After reading Deborah Dean’s article, which was about the idea of no longer teaching grammar from a textbook, it made me think of a few things (starting with an AWWUBIS to create a complex sentence. Deborah was taught—as an educator—what to and how to teach her own students (dashes to show emphasis, also an appositive to give more information on the noun, in this case Deborah). She believed that teaching by the book, using strict guidelines to teach her students the ins and outs of what is known as “Standard English.” It was originally believed that this was the best way to accomplish the goal of educating young students and preparing them for the world. Standard English was the way to go, and these rigid rules were to be followed, if not, the student would be marked wrong, shown how to correct and made to rinse-and-repeat, so to say, the uses, rules, and applications of English Grammar.

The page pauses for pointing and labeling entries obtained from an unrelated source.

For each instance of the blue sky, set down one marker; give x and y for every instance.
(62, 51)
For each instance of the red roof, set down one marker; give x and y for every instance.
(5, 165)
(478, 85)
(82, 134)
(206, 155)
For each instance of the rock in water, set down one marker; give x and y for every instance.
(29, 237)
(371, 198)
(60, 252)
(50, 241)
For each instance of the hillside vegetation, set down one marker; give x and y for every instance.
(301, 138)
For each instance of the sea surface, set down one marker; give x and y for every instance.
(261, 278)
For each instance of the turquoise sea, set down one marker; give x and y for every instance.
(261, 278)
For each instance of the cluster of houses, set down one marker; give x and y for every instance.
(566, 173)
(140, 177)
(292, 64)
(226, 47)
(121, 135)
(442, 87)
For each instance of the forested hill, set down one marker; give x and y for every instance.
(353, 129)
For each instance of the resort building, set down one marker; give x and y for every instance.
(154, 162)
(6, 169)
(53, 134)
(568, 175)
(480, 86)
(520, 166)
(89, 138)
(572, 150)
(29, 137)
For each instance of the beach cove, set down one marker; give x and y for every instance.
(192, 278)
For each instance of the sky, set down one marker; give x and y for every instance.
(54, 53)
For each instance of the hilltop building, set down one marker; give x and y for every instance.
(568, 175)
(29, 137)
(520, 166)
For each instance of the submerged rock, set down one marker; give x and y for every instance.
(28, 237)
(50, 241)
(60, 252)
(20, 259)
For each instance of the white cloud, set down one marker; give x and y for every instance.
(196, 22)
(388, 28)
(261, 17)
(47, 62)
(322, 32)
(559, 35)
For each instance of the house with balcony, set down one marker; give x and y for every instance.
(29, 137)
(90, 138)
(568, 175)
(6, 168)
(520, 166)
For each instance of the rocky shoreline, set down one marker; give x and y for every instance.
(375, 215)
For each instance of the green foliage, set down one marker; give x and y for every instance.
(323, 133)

This was until an epiphany she had. Written language is supposed to be a documentable version of English’s spoken language. When we speak, we don’t think about grammar. When we write, we write as if we would be speaking. A professional author probably does not bother him or herself much about how many semicolons they are using, if they properly used a colon, or if there is a balance between complex and simple sentences in their art. They just write. They don’t go over every nook and cranny of their essays with a “How to: English Grammar for Dummies” guide. They just write.
Writing is an extension of our own voice; it is a finite and concrete way to ensure that what we have to say will be preserved on paper for years to come. Enforcing traditional grammar hinders students’ voices. It forces them to speak in only properly defined guidelines. It smothers their creativity and chokes out their identity of self. These are the things I want to keep in mind when teaching my own students. Because one’s writing should reflect their voice, grammar should be taught with spoken language in mind. Use punctuation to best reflect your ideas of how your spoken word would appear on paper. Don’t concern yourself with the logistics off the why... look at the why not.
Writing should give students freedom to express themselves. My mini lesson would be centered around those ideas. An idea I had would be to teach the students all of the different punctuations, their meanings and their uses in rhetoric and which can be substituted for another, then have them write anything they felt like. It wouldn’t be long, just a paragraph about something important to them. I would have them write it and use punctuation to make it read as close to the way that they would speak it. This lets them practice their own patterns and exercise their own creativity, using their own language. Once they were done, I would have them defend why they chose a certain punctuation over another, tell why they wrote it they way they did.
Language is a tool to use; and a tool should never control the user. Written language is a convention, humans invented it, and they can change it too.